The joint density is given by

$$\displaystyle{ f(x_{1},x_{2},\ldots,x_{n}\:;\:\theta _{1},\theta _{2}) = \left \{\begin{array}{rl} \frac{1} {\Delta ^{n}} & \mbox{ all $x_{i} \in [\theta _{1},\theta _{2}]$} \\ 0&\mbox{ elsewhere} \end{array} \right. }$$
(12.2)

It follows that the minimum and maximum of X 1, X 2, , X n are minimal sufficient statistics for θ 1 and θ 2.

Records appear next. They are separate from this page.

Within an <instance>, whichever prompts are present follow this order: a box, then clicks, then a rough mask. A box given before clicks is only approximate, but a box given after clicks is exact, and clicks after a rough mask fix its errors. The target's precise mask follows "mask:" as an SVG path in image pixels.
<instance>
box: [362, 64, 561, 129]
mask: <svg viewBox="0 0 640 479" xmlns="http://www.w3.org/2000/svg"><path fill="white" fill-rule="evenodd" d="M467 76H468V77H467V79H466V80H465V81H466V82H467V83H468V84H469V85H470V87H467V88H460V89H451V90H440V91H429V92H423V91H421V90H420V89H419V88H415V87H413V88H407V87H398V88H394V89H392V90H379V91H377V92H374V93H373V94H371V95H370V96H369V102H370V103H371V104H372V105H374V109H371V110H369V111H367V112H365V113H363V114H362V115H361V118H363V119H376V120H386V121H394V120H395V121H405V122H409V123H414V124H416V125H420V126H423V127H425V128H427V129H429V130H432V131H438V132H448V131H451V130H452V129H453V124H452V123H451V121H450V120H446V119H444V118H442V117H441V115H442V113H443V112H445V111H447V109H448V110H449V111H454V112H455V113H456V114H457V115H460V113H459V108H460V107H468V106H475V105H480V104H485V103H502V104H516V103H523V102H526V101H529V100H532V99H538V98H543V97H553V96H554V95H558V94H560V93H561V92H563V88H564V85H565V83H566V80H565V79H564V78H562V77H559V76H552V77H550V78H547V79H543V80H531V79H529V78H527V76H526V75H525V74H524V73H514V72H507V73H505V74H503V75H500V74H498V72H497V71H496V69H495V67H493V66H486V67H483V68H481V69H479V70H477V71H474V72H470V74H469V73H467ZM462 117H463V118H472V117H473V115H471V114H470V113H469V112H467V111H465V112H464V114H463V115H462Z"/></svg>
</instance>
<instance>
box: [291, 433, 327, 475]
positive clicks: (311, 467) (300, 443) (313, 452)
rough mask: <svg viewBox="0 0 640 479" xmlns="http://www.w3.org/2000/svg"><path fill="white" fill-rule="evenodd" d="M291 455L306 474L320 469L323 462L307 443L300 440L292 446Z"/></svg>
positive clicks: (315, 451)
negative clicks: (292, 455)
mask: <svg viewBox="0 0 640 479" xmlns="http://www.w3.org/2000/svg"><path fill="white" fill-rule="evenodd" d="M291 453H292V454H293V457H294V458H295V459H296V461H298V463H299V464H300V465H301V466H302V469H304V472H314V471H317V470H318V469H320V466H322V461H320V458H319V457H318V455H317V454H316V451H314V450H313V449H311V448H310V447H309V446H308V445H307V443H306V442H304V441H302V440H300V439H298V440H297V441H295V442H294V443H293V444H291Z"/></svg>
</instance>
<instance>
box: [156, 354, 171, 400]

The joint distribution of the minimum and maximum from a random sample with distribution function F and density function f is easily shown to be

$$\displaystyle{ f(y_{1},y_{n}) = n(n - 1)[F(y_{n}) - F(y_{1})]^{n-2}f(y_{ 1})f(y_{n}) }$$
(12.3)

where Y 1 is the minimum of the X i ’s and Y n is the maximum

For the uniform distribution, we have that

$$\displaystyle{F(y;\theta _{1},\theta _{2}) = \frac{1} {\Delta }\int _{\theta _{1}}^{y}dx = \frac{y -\theta _{1}} {\Delta } }$$

so that the joint pdf of Y 1 and Y n is given by

$$\displaystyle{f(y_{1},y_{n};\theta _{1},\theta _{2}) = \frac{1} {\Delta ^{n}}n(n - 1)(y_{n} - y_{1})^{n-2}\;\;\theta _{ 1} \leq y_{1} \leq y_{n} \leq \theta _{2}}$$

Let \(\theta _{1} =\theta -\rho\) and \(\theta _{2} =\theta +\rho\), then we have that \(\Delta = 2\rho\) and hence the joint density is

$$\displaystyle{f(y_{1},y_{n};\theta ) = \frac{n(n - 1)(y_{n} - y_{1})^{n-2}} {\rho ^{n}} \;\;;\;\;\theta -\rho \leq y_{1} \leq y_{n} \leq \theta +\rho }$$

If we assume that ρ is known, then the likelihood function for θ is

$$\displaystyle{\mathcal{L}(\theta ) = 1\;\;;\;\;y_{n}-\rho \leq \theta \leq y_{1}+\rho }$$

For the special case where \(\rho = 1/2\) it is easy to show that [Y 1, Y n ] is a \(100\left (1 - \frac{1} {2^{n-1}} \right )\) confidence interval for θ.

Suppose now that

$$\displaystyle{n = 5\quad \mbox{ and}\quad y_{1} = 0.01,\:y_{n} = 0.99}$$

Then the \(100(1 - \frac{1} {16})\,\% = 93.75\,\%\) confidence interval for θ is. 01 to. 99. But since

$$\displaystyle{y_{1} \geq \theta -\frac{1} {2}\;;\;y_{n} \leq \theta +\frac{1} {2}}$$

if and only if

$$\displaystyle{0.51 = 0.01 + 0.5 \geq \theta \;\;\mbox{ and}\;\;0.49 = 0.99 - 0.5 \leq \theta }$$

with certainty.

Thus with these observed values of y 1 and y n we are certain that

$$\displaystyle{0.49 \leq \theta \leq 0.51}$$

and yet our 93.75 % confidence interval is

$$\displaystyle{0.01 \leq \theta \leq 0.99}$$

This is silly.

As Cox points out it is imperative to condition on the ancillary statistic in this example which is the range \(R = Y _{n} - Y _{1}\).